Evangelische Lutherkirche in der Oberstadt

Schlagwörter:
Fachsicht(en): Kulturlandschaftspflege, Landeskunde
Gemeinde(n): Mainz
Kreis(e): Mainz
Bundesland: Rheinland-Pfalz
Geschichte
Die Lutherkirche in Mainz ist eine der 48 „Notkirchen“, die im Rahmen eines Notprogrammes von dem Kirchenarchitekten Otto Bartning (1883-1959) aus Neckarsteinach nach dem Zweiten Weltkrieg errichtet wurden. Bartning entwarf einen Kirchentyp aus Fertigbauteilen. In verschiedenen deutschen Städten wurden mehr als 40 Kirchen dieses Typs errichtet. Diese Kirchen stellten einen einfachen und dauerhaften sowie architektonisch würdevollen Ersatz für Bauten dar, die dem Krieg zum Opfer fielen. Durch die tatkräftige Unterstützung der Gemeinde konnte dieser Kirchenbau in Mainz stattfinden.

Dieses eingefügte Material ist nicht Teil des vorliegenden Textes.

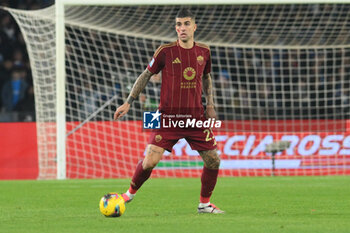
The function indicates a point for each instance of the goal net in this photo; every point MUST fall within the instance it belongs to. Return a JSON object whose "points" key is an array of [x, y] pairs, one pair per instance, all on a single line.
{"points": [[280, 73]]}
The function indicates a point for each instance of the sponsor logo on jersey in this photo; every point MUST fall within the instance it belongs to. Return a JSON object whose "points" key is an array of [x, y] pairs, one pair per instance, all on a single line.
{"points": [[189, 73], [176, 61], [200, 60]]}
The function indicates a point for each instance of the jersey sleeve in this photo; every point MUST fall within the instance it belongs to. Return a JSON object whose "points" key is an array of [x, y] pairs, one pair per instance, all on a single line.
{"points": [[207, 68], [157, 62]]}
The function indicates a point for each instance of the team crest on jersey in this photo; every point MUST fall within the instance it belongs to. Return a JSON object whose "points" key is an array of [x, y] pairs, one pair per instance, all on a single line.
{"points": [[200, 60], [189, 73]]}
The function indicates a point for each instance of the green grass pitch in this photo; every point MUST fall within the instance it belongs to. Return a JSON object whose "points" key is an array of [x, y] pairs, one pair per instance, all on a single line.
{"points": [[252, 204]]}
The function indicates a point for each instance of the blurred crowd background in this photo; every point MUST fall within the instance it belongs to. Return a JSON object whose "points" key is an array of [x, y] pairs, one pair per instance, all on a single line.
{"points": [[16, 85]]}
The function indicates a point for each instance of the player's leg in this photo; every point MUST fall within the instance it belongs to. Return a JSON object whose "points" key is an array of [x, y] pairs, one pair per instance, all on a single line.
{"points": [[209, 177], [143, 170]]}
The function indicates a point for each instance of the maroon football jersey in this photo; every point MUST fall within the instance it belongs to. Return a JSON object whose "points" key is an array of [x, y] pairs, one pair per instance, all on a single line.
{"points": [[182, 72]]}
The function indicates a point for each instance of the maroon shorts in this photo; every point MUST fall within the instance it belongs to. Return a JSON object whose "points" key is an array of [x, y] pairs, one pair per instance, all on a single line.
{"points": [[200, 139]]}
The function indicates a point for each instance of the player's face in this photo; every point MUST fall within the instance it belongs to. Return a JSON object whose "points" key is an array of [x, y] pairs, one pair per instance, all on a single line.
{"points": [[185, 28]]}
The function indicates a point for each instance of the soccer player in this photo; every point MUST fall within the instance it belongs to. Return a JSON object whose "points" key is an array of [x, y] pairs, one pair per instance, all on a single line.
{"points": [[185, 66]]}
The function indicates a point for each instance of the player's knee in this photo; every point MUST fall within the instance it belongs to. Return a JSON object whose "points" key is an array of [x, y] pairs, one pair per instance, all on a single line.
{"points": [[149, 164], [215, 163]]}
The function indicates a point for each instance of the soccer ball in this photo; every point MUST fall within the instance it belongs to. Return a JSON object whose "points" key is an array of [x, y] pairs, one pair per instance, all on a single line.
{"points": [[112, 205]]}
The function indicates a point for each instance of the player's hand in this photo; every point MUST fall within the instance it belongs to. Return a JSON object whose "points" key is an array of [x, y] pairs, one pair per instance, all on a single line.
{"points": [[210, 112], [121, 111]]}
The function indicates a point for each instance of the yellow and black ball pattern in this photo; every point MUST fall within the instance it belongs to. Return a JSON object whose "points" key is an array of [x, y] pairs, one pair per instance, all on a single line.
{"points": [[112, 205]]}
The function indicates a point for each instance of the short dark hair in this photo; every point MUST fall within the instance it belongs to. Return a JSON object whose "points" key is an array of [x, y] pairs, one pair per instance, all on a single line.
{"points": [[183, 13]]}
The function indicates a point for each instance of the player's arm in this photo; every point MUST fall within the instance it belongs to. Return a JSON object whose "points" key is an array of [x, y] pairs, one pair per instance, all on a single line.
{"points": [[137, 88], [208, 91]]}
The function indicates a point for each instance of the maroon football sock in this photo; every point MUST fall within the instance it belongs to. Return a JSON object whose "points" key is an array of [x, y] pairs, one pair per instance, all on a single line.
{"points": [[209, 178], [140, 176]]}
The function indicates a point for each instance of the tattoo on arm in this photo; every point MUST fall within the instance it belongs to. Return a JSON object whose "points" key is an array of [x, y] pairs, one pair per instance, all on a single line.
{"points": [[139, 85], [211, 159], [208, 89]]}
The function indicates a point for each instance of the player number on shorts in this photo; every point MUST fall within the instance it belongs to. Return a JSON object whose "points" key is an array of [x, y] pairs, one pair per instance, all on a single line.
{"points": [[208, 138]]}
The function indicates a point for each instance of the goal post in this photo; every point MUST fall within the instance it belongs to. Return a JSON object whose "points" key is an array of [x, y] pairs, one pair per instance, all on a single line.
{"points": [[280, 73]]}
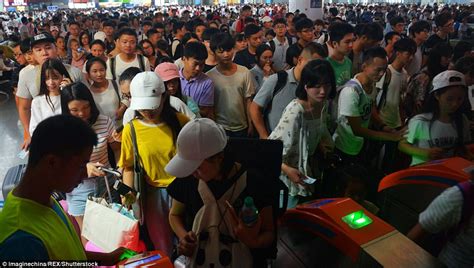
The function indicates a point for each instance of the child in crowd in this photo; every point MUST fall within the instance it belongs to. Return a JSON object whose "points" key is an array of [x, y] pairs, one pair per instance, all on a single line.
{"points": [[54, 76], [442, 130]]}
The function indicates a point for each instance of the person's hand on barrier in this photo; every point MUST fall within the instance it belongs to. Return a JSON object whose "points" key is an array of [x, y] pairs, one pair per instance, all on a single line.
{"points": [[117, 136], [94, 171], [295, 175], [326, 149], [187, 244], [26, 144], [107, 259], [246, 234], [129, 199], [398, 135], [435, 153]]}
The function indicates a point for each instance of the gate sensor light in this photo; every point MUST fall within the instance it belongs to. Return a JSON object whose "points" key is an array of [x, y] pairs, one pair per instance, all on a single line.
{"points": [[357, 219]]}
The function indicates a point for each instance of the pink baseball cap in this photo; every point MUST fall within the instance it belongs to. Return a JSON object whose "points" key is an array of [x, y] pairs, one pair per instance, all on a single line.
{"points": [[167, 71]]}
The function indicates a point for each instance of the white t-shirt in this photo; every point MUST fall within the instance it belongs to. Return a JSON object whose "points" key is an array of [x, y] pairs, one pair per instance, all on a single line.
{"points": [[175, 102], [41, 109], [231, 93], [390, 112], [108, 101], [354, 103], [29, 80], [424, 134], [121, 66], [444, 213], [279, 55], [104, 128]]}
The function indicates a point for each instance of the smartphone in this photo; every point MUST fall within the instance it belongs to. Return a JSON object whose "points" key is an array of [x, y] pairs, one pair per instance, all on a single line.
{"points": [[309, 180], [23, 154]]}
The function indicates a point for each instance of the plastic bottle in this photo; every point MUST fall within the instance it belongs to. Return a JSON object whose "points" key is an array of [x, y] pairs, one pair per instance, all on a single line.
{"points": [[249, 212]]}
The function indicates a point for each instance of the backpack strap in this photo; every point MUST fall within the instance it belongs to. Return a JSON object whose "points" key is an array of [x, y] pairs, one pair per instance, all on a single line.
{"points": [[113, 65], [272, 45], [353, 84], [326, 37], [115, 85], [282, 77], [386, 83], [141, 61], [281, 82]]}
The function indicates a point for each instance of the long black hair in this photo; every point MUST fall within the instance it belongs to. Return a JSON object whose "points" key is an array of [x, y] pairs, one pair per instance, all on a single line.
{"points": [[78, 91], [316, 73], [93, 60], [49, 66]]}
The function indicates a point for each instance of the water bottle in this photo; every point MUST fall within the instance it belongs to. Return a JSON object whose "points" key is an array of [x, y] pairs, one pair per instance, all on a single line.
{"points": [[249, 212]]}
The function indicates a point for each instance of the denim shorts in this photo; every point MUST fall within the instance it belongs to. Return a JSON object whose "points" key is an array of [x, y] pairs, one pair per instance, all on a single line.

Bauweise und Erscheinungsbild
Die charakteristische Konstruktion, die von Bartning entworfen wurde, weist einen Rahmen zweischaliger, geknickter Holzbinder auf, die mit fester Verankerung im Boden angebracht und ähnlich wie Dachsparren zusammengesetzt sind. Dieser Grundtyp wurde in diversen Variationen angeboten, ebenfalls konnte das Material nach Belieben gewählt werden. Des Weiteren war es möglich, Anbauten zu errichten. Auf Grund dessen wurde für die evangelische Lutherkirche in Mainz ein Mauerwerk aus Bruchsteinen gewählt, die nicht verputzt waren. Die Wahl des Mauerwerks lag in der direkten Nachbarschaft mit der Mainzer Zitadelle begründet, hier konnte eine Anpassung stattfinden. Außen besteht das Mauerwerk aus Bruchsteinen, innen aus roten Backsteinen. Die seitlichen Pultdächer sind vorgezogen und, ebenso wie das Giebeldach, mit Ziegeln gedeckt.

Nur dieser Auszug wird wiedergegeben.